Julian KleinGrönemeyers leidenschaftlicher Appell: "Mehr Mut, weniger Schweigen!"
Herbert Grönemeyer ist mit dem Nationalpreis der Deutschen Nationalstiftung für sein langjähriges gesellschaftliches Engagement ausgezeichnet worden. Der 70-jährige Künstler nutzte seine Dankesrede, um zu mehr bürgerlichem Einsatz und Kritik an der politischen Führung aufzurufen. Der mit 50.000 Euro dotierte Preis wird von der Deutschen Nationalstiftung verliehen.
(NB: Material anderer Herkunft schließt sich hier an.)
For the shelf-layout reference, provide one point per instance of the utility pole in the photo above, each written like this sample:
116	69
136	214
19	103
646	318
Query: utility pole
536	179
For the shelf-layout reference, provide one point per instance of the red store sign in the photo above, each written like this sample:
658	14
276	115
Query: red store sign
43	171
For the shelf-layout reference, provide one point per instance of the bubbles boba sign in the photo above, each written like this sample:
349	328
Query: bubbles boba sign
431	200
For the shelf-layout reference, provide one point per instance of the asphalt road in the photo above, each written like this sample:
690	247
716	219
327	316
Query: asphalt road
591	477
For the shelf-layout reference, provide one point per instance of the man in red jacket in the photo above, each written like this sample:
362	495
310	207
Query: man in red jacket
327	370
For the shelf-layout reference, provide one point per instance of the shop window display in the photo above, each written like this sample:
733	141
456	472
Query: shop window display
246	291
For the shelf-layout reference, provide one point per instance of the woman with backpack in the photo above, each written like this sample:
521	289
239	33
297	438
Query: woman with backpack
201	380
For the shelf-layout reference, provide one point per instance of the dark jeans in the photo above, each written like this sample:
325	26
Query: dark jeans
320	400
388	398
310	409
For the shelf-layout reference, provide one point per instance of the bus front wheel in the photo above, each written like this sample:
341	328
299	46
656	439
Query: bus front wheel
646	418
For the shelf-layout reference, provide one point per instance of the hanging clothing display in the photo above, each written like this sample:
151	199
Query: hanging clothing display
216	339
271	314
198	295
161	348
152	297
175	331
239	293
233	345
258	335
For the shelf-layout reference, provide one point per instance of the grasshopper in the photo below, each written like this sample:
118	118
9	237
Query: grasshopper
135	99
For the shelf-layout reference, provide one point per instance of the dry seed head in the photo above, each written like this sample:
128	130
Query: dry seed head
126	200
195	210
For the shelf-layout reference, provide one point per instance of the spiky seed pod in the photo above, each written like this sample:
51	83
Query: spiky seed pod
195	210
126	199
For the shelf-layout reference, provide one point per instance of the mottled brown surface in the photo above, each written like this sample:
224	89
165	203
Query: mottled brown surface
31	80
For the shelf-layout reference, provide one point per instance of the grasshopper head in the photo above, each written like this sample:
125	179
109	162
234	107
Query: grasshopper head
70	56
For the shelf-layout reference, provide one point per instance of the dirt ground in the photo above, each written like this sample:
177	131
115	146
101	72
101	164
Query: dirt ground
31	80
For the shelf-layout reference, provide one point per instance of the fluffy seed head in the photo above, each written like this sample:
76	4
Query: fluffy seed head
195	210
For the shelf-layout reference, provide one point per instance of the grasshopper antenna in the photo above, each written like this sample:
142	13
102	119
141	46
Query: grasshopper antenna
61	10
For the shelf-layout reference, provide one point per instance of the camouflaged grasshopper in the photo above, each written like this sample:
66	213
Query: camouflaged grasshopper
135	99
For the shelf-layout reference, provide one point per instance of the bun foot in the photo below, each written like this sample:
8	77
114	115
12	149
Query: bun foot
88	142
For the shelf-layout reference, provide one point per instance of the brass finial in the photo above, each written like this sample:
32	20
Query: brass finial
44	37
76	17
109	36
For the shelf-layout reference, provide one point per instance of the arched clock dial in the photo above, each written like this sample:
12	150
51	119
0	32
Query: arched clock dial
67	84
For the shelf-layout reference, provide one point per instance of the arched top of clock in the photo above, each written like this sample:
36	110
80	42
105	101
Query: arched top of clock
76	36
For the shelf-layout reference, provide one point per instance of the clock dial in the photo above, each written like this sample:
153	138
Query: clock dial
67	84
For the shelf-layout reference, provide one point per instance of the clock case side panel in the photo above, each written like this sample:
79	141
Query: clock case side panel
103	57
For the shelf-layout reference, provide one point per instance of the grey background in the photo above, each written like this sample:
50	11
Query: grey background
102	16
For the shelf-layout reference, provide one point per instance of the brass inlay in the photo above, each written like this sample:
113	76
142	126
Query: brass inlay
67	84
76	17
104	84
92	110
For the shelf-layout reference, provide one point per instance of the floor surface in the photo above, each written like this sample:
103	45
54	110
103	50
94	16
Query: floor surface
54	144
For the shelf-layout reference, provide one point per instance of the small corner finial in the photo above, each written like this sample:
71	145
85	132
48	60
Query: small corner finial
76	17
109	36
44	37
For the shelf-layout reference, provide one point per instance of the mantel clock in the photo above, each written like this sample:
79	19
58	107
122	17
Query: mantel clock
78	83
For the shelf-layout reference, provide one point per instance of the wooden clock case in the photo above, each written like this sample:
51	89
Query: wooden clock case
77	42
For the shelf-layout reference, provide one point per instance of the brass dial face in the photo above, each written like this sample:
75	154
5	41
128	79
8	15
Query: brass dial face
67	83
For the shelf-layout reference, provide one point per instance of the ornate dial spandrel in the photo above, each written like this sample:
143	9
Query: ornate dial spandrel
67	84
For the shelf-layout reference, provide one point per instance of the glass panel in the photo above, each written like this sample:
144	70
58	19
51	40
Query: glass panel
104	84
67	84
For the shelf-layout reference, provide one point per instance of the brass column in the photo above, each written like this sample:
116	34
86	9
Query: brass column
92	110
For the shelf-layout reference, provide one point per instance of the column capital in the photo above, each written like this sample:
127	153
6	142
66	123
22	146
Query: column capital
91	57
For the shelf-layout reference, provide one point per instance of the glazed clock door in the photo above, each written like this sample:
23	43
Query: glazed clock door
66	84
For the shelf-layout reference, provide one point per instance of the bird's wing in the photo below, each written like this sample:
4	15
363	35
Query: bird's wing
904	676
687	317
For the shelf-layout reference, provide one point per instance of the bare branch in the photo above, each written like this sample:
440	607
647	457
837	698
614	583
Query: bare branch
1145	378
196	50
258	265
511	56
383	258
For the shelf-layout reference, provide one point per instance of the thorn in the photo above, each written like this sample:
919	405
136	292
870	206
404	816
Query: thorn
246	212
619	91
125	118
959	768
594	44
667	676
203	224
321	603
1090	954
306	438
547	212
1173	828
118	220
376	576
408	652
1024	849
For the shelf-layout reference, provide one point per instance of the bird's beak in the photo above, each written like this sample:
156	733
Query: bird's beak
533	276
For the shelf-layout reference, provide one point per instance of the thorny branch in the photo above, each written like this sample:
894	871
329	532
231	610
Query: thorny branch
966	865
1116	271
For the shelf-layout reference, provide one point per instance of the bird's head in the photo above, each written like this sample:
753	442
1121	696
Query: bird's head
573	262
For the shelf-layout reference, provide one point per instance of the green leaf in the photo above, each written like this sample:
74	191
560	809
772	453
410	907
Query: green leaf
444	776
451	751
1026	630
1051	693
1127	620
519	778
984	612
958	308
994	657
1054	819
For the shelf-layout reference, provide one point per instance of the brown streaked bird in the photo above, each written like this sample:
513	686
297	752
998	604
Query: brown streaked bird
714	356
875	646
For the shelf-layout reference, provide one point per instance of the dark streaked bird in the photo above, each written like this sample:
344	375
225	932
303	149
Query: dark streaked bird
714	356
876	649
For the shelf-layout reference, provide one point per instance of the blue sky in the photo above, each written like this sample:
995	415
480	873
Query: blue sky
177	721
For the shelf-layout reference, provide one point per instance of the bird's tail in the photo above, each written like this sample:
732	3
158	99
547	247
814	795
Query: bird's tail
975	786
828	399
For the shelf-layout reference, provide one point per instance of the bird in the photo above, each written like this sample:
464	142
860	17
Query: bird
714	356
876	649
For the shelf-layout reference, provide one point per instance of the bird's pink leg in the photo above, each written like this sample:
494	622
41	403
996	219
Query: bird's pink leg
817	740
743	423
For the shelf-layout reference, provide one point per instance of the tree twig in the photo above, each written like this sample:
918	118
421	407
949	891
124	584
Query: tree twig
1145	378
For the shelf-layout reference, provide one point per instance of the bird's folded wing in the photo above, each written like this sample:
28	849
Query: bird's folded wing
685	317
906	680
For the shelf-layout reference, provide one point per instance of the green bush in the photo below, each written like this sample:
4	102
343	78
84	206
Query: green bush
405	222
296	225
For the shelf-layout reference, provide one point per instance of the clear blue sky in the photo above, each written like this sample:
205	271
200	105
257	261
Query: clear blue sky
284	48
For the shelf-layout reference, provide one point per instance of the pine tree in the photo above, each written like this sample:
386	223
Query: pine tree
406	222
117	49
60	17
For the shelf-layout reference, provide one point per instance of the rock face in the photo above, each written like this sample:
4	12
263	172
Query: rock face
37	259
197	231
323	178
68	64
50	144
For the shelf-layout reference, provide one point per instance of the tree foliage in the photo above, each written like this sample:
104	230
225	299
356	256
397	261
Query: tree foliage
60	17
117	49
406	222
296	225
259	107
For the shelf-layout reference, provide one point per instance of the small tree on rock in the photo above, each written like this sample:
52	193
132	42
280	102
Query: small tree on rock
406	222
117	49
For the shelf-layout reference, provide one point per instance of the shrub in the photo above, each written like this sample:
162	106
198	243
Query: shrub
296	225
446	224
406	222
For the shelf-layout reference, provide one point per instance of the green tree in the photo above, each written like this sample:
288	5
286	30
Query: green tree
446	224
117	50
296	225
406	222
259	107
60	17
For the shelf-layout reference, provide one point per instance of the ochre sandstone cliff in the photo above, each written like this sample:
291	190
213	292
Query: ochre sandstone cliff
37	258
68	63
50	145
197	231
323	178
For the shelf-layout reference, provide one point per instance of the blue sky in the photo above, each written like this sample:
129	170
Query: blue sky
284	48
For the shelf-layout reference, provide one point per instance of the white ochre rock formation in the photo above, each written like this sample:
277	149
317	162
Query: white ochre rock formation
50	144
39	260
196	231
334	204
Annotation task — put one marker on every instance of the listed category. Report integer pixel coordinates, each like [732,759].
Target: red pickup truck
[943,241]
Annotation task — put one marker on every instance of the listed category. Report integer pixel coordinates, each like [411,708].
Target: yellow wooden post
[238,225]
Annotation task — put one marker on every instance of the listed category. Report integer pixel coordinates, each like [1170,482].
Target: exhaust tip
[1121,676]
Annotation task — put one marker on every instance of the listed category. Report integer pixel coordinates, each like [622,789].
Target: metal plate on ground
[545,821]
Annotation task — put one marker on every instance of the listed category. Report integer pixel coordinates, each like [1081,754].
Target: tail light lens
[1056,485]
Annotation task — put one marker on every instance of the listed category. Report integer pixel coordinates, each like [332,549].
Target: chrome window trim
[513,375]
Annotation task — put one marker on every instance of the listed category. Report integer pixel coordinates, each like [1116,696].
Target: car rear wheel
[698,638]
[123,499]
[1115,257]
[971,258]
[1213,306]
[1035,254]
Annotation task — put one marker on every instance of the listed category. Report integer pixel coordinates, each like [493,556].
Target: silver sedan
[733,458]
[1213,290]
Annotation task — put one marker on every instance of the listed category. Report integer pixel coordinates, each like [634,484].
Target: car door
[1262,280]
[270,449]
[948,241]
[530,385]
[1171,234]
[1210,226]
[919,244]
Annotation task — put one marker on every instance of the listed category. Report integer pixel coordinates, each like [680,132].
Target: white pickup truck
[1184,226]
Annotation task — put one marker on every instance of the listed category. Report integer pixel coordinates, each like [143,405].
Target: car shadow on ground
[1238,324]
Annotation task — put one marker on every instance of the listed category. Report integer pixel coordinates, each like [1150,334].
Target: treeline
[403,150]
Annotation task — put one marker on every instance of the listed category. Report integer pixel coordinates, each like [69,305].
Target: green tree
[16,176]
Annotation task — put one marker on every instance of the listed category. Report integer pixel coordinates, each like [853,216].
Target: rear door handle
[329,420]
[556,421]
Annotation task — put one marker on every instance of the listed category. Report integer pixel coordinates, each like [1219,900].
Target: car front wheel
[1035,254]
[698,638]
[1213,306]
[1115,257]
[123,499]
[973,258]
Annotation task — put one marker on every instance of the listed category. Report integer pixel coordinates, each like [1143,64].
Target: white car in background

In seiner Rede rief Grönemeyer die Menschen dazu auf, Eigeninitiative zu ergreifen und eine Bewegung des gegenseitigen Zusammenhalts aufzubauen. Er betonte die Notwendigkeit von Optimismus und lehnte eine ängstliche Haltung gegenüber der Zukunft ab. Als Vertreter der Babyboomer-Generation äußerte er zudem ein besonderes Verantwortungsbewusstsein für die jüngeren Generationen.
Der Musiker kritisierte Politiker dafür, in den vergangenen zwei Jahrzehnten den Dialog mit der Bevölkerung vernachlässigt zu haben. Namentlich nannte er die ehemalige Bundeskanzlerin Angela Merkel und den amtierenden Kanzler Olaf Scholz, denen er Schweigen und Untätigkeit vorwarf. Zur Veranschaulichung zog er einen Vergleich zum Fußball heran, wo Mittelfeldspieler wie Felix Nmecha und Aleksandar Pavlović trotz ihrer Rivalität in der Bundesliga auf dem Platz zusammenarbeiten.
Der Nationalpreis ehrt Persönlichkeiten und Organisationen, die sich für eine demokratische Gesellschaft einsetzen. Grönemeyers Rede unterstrich die Bedeutung von öffentlichem Engagement und politischer Verantwortung. Die Auszeichnung würdigt sein anhaltendes Bemühen, gesellschaftlichen Wandel anzustoßen.